Xiomara Batista feels unheard and unable to hide in her Harlem neighborhood. Ever since her body grew into curves, she has learned to let her fists and her fierceness do the talking.

But Xiomara has plenty she wants to say, and she pours all her frustration and passion onto the pages of a leather notebook, reciting the words to herself like prayers—especially after she catches feelings for a boy in her bio class named Aman, who her family can never know about.

With Mami’s determination to force her daughter to obey the laws of the church, Xiomara understands that her thoughts are best kept to herself. So when she is invited to join her school’s slam poetry club, she doesn’t know how she could ever attend without her mami finding out. But she still can’t stop thinking about performing her poems.

Because in the face of a world that may not want to hear her, Xiomara refuses to be silent.

I heard about this book on an episode of “What Should I Read Next?” and I was able to pick it up from the library fairly quickly. I loved the idea that the main character was a talented poet but was nearly too scared to share her craft.

One thing I did NOT expect from this book… the entire thing is poetry!

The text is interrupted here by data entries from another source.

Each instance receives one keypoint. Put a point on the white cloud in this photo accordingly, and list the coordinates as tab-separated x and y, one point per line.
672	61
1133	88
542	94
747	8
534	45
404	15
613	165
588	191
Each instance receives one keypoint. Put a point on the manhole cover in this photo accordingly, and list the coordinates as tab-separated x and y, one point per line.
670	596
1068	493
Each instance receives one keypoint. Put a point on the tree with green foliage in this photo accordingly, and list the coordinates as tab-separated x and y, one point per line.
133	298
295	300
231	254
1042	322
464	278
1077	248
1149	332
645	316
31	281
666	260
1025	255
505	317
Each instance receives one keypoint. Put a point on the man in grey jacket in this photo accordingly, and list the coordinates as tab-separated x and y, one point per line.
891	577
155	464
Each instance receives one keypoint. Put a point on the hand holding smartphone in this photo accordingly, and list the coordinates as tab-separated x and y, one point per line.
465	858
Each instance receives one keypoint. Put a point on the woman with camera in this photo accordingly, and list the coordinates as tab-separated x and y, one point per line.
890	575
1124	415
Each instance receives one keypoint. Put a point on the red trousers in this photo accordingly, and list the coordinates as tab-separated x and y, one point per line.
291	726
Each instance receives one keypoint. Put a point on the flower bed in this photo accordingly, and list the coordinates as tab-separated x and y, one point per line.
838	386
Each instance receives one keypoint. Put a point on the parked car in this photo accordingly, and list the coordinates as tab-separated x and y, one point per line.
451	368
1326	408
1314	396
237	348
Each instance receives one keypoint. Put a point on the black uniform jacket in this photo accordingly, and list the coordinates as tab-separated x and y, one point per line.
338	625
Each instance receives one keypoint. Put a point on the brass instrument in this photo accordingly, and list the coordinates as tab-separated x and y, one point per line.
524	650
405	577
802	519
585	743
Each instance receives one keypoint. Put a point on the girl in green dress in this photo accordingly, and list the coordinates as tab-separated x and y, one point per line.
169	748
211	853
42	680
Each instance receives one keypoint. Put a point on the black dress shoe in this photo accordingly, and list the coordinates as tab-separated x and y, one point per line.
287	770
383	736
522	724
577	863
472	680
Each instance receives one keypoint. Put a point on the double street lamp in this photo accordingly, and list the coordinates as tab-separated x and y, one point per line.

At first, it took me awhile to really get into it and I wasn’t sure I was going to understand the plot. But that quickly subsided and I was hooked.

I wrote down several quotes from the book and I’ll share some of my favorites here:

When your body takes up more room than your voice // You are always the target of well-aimed rumors.

Sometimes it seems like writing is the only way I keep from hurting.

Because every day the idea of poetry club is like Eve’s apple: something you want but can’t have.

I only know that learning to believe in the power of my own words has been the most freeing experience of my life. It has brought me the most light. And isn’t that what a poem is? A lantern glowing in the dark.

I’d say read this one if you like poetry at all – there’s much more of a story to it than the poetry club, but you’ve gotta be interested in WORD.

The next book Blanche’s Book Club will be reading is “Always and Forever, Lara Jean” by Jenny Han. Have a great day, everyone!